Common Node Resource Specification
BC Project: FY14-01
Date of Policy: 13 Mar 2014
Last Updated: 06 Jan 2022 (see Revision Log)
This project defines a common method for specifying the type of nodes required on all allocated HPC systems with heterogeneous node configurations.
Definition of a common method will facilitate commonality across participating HPCMP Centers and systems.

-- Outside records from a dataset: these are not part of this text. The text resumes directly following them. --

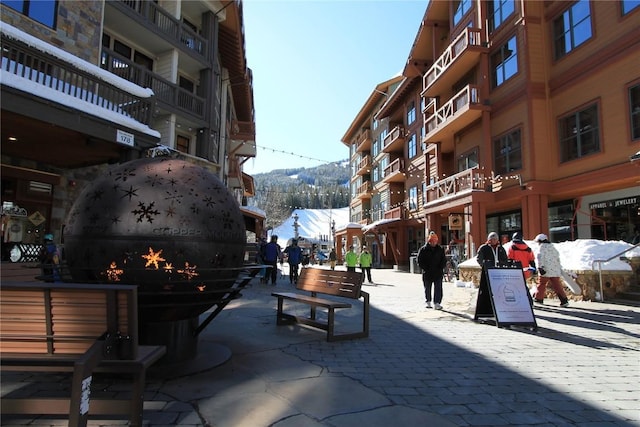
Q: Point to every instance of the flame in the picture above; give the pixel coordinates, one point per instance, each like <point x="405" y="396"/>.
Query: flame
<point x="189" y="271"/>
<point x="153" y="258"/>
<point x="113" y="272"/>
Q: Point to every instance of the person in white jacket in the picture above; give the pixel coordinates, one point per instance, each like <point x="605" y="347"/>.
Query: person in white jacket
<point x="550" y="270"/>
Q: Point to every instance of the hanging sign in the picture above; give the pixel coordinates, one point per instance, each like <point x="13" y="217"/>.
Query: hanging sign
<point x="503" y="295"/>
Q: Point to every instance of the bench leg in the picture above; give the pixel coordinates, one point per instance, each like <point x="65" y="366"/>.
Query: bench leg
<point x="137" y="398"/>
<point x="330" y="320"/>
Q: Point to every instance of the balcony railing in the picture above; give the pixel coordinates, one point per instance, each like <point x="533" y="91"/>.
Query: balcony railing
<point x="397" y="212"/>
<point x="394" y="172"/>
<point x="166" y="92"/>
<point x="460" y="102"/>
<point x="243" y="131"/>
<point x="470" y="37"/>
<point x="51" y="72"/>
<point x="394" y="141"/>
<point x="364" y="190"/>
<point x="167" y="24"/>
<point x="364" y="166"/>
<point x="455" y="185"/>
<point x="364" y="141"/>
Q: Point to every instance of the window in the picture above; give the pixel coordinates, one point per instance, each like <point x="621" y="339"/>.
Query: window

Currently, the centers use Workload Management System directives to specify resources. Examples of node resources are memory size, or presence of an accelerator such as an Intel Many Integrated Core (MIC), also known as XEON Phi or a Graphics Processing Unit (GPU). The following generic names will be used to specify the listed resources:
|bigmem||A node which has more memory than other nodes.|
|nmics||Number of Intel MIC (phi) devices per node|
|ngpus||Number of Nvidia GPU devices per node|
|nmlas||Number of Machine Learning Architecture devices per node|
|inference||A node type intended for Machine Learning Inference workloads|
|training||A node type intended for Machine Learning Training|
|visualization||A node type intended for visualization|
|nvme||A node resource that specifies Non-Volatile Memory local storage on the node|
The list of resources may change as needed to accommodate new capabilities.
DSRCs will coordinate with the Baseline Configuration Team prior to introducing any new node resource types.
A summary of usage for each system for the participating HPCMP centers can be found at the HPC Centers website in the "Guide to the Batch Queuing System."
Notice: Future HPCMP allocated HPC systems may make use of a diversity of HPC job schedulers (PBSpro, SLURM, LSF) to submit batch jobs.
|06 Jan 2022||BC Team Audit - Policy Name modification|
|08 Dec 2020||Replaced PBS scheduler by a generic HPC job scheduler|
|26 Apr 2018||BC Team Audit|
|16 Jun 2016||BC Team Audit|
|13 Mar 2014||First release of policy|